Roberto Gamito
29.01.21
Uma mão aflita que fosse de flor em flor. Estabelecida esta primeira confusão, realizado o contrabando dos perfumes, com os quais seríamos repentinamente destruídos nessa viagem ao passado, sobra-nos um punhado de frases derruídas. O presente é um resíduo do passado. A atitude humana em relação ao passado é aliás de uma aterradora complexidade. Labirintamo-nos. Bocas que nos resgataram do pântano da homogeneidade, tal como o gemido daquela que fornica é, a par do grito, a suprema afirmação de vida. No plano do desânimo, podíamos supor que o gemido, os seus repetidos ensaios em dias que não lembram ao diabo, nos quais deslizamos do tédio para o entusiasmo pelo declive do tesão, é tão-somente um ensaio para o grito derradeiro. Eis duas formas lindas de interromper o silêncio, dado que as palavras já não surtem efeito: gemido e grito.
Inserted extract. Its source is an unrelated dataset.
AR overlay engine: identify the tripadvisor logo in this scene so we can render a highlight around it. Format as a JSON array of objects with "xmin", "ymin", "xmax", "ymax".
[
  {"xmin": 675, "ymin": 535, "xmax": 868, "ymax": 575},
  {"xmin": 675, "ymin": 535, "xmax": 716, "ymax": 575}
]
Quando dois corpos se encontram atraídos pela mesma fome, tendem a formar um mundo tumultuoso, no interior do qual geralmente as diferenças hierárquicas entre presa e predador são poucas. Sexo, olhares, gemidos e outras coisas manuseáveis pelo pensamento, caso a mão esteja fria e longe da carne, postas na folha crivada de riscos. Afastados os corpos, ingressamos no império da sede. O que é afinal a poesia? O ofício de erigir um bebedouro.
A língua gatinha onde ontem era lume. A mão, a qual perdeu a sua dignidade ao trocar a carne pela folha, empobrecida por uma primeira atabalhoada tentativa de procurar nas letras aquilo que lhe escapou. Uma mulher numa métrica a pique, musicada pelo coração elegíaco. No plano da utilidade, um acto maravilhosamente risível.